Rips are strong currents that can start near the shore and rush out to sea, quickly taking you out of your comfort zone, from the shallows to deeper water, or at times into rocks.
Some experts, like rescuers or advanced surfers, may use rip currents to get to people in trouble or to get out through the surf zone. However, they have years of training and experience in order to use rips safely. For the vast majority of beach goers, rip currents are a major hazard.
At local beaches, about 80% of all surf rescue calls are related to people getting in trouble with rips. These currents can be faster than an Olympic swimmer and can pull unwary beachgoers quickly out to sea. Knowing how to recognize rips and where they are most commonly found is important so you can avoid them. Ask someone knowledgeable and seek information at local beaches!
AVOIDING A RIP CURRENT
Rip currents are strongest:
- Around rocks, islands and headlands.
- Around submerged sandbars.
Spot a rip by looking for:
- A place where the waves aren’t breaking regularly due to the current.
- A channel of darker, choppy water.
- Foam, seaweed, sand suspended in the water column, or other debris flowing out from the shore through the breakers.
Escaping from a Rip Current
- If caught in a rip current, stay calm – don’t panic.

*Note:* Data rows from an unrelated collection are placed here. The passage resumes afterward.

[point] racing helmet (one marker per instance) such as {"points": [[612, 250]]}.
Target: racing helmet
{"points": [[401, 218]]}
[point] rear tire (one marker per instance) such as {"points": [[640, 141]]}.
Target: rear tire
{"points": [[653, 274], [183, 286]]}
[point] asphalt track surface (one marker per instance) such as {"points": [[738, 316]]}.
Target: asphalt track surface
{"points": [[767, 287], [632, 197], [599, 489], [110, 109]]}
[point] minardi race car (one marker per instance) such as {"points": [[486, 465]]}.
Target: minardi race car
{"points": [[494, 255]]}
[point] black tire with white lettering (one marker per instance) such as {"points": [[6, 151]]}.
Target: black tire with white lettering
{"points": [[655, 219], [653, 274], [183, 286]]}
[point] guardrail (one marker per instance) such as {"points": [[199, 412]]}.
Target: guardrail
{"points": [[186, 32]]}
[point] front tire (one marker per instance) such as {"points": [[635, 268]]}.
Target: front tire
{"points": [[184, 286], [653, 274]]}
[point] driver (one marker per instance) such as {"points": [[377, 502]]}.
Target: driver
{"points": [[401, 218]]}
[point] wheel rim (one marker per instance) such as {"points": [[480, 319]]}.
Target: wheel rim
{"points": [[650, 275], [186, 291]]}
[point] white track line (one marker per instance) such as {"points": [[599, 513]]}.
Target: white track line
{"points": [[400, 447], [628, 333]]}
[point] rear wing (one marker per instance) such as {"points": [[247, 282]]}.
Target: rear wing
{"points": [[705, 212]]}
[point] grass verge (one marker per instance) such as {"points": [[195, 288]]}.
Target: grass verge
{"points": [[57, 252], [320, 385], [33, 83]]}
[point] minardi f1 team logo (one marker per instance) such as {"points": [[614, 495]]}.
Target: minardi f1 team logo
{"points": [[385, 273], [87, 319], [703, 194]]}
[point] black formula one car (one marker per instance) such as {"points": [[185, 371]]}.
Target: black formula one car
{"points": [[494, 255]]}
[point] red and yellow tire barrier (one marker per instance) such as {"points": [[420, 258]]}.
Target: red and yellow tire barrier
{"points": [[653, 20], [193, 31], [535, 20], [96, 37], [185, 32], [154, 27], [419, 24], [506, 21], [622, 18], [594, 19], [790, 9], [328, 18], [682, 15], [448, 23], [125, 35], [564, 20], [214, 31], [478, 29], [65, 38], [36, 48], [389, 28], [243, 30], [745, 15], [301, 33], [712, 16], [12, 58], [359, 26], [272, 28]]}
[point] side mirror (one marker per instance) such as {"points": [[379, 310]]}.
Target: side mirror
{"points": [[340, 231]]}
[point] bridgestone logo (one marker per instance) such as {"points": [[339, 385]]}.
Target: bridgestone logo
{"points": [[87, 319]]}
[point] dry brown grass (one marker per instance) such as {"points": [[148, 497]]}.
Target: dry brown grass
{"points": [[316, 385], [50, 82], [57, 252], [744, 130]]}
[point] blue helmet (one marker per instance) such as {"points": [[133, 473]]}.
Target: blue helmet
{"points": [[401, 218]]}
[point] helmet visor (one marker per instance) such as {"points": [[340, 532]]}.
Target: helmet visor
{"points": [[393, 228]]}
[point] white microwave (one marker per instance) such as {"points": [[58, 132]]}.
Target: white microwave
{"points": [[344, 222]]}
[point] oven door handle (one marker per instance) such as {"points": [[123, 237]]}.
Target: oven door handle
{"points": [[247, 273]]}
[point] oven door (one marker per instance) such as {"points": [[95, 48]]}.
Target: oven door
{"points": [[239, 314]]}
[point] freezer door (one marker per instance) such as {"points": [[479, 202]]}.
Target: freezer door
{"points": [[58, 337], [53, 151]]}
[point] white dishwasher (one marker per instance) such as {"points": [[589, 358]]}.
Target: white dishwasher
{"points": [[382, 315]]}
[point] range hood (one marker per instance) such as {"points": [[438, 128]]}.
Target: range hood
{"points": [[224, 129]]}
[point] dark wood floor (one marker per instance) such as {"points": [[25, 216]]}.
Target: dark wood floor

- If you can stand, wade; don’t swim.
- Never let go of your board or any floatation; it will help you stay afloat and can assist responders in locating you.
- Never try to swim directly against the rip or you’ll get exhausted.
- Swim parallel to the beach until you are out of the current, then head for the beach.
- If you can’t escape, remain on your board if surfing, tread water if swimming, raise your hand and shout for help.
- Read and understand all rip current related signage at local beaches; they can help you learn about specific areas where currents re-occur.
If you see someone caught in a rip current, do not enter the water for rescue unless you are trained and wearing a wetsuit. A very important step is to try to maintain a visual on the person stuck in the current, once emergency personnel arrive this information can be relayed to them.
Call 911 and alert others in the area who may be able to help. If you are in Tofino or Ucluelet, quote the emergency locator code in the green box at the top of beach signage.